Mark Power indique que cette décision du juge Gascon démontre que la formulation de la notion de « mesure positive » dans la loi n’est pas assez précise pour être utile.

« La notion de mesure positive est si faible que la Cour fédérale conclut que ça ne veut essentiellement rien dire », affirme-t-il.

Il précise que la communauté francophone est d’autant plus blessée à la suite de la décision que cette partie de la Loi avait justement été modifiée en 2005 grâce aux efforts du sénateur Jean-Robert Gauthier afin qu’elle puisse être « justifiable des tribunaux et puisse fonder des recours ».

« Si on s’en fie au jugement de la Cour fédérale, cette partie VII a peu de valeur. Et si la Cour d’appel fédérale devait confirmer la décision, la seule façon de renverser la tendance serait de modifier la Loi ou de convaincre la Cour suprême du Canada d’infirmer la décision », indique Mark Power.

Revoir la loi

Le président de la Fédération des communautés francophones et acadienne, Jean Johnson, a justement proposé la semaine dernière une révision de la Loi sur les langues officielles qui propose une modification des termes choisis.

« La partie VII, il n’y a rien pour guider l’évaluation d’une mesure positive.

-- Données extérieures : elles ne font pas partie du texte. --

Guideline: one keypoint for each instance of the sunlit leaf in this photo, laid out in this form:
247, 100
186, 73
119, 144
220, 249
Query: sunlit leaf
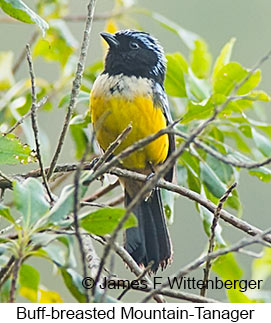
211, 180
201, 59
223, 58
20, 11
261, 267
64, 204
58, 45
104, 221
262, 143
174, 82
73, 282
6, 76
228, 77
30, 201
5, 213
187, 36
198, 111
29, 279
12, 151
49, 296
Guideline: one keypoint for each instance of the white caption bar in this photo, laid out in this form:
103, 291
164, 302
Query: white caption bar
152, 312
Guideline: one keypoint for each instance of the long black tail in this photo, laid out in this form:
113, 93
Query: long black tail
150, 240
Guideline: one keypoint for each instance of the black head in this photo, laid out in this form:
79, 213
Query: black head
134, 53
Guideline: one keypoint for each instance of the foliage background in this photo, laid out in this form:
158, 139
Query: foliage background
216, 22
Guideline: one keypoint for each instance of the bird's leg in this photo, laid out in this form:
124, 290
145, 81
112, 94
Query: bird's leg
150, 176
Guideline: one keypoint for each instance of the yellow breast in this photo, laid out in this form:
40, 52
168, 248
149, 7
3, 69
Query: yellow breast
130, 102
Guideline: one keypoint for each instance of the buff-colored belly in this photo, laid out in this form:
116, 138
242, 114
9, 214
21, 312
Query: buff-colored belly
112, 115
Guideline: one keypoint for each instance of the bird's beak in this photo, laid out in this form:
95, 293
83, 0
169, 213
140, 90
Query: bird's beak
110, 39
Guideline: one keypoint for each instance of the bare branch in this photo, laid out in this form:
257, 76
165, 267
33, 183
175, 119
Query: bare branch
201, 260
28, 114
35, 122
23, 53
101, 192
76, 85
212, 236
226, 216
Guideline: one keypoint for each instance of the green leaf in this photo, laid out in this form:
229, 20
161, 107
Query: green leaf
196, 88
30, 201
105, 220
263, 173
228, 269
261, 267
197, 111
233, 74
211, 180
64, 204
73, 282
228, 77
207, 218
6, 76
187, 36
58, 45
12, 151
223, 58
223, 171
5, 213
252, 82
201, 59
262, 143
29, 279
174, 82
20, 11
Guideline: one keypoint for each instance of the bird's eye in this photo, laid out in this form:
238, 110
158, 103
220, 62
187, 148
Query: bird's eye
134, 45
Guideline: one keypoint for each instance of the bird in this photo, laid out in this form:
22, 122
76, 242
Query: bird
130, 91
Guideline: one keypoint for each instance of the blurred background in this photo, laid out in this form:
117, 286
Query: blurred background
216, 21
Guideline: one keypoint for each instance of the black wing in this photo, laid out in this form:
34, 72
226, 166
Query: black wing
160, 99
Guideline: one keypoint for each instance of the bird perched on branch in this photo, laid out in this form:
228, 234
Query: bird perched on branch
130, 91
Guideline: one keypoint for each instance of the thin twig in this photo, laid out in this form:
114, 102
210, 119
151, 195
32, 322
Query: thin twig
28, 114
76, 85
22, 56
35, 122
186, 192
129, 261
15, 272
216, 217
201, 260
138, 278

C’est important de parler d’obligation de mettre en place des mesures positives nécessaires », indique-t-il.

La décision du juge Gascon inquiète notamment par son caractère de modèle en la matière pour de futurs cas similaires.

« Le juge Gascon a signé un jugement de 200 pages. C’est très considérable comme analyse. Cela demeure une lecture obligatoire », précise Mark Power.

Il ajoute néanmoins que les juges de la Cour fédérale restent libres d'interpréter la loi en fonction des faits qui leur sont exposés.

« Il est possible qu’un autre juge de la Cour fédérale, saisi sur une problématique différente avec des faits différents, conclue différemment [sur la question de la partie VII] », conclut M. Power.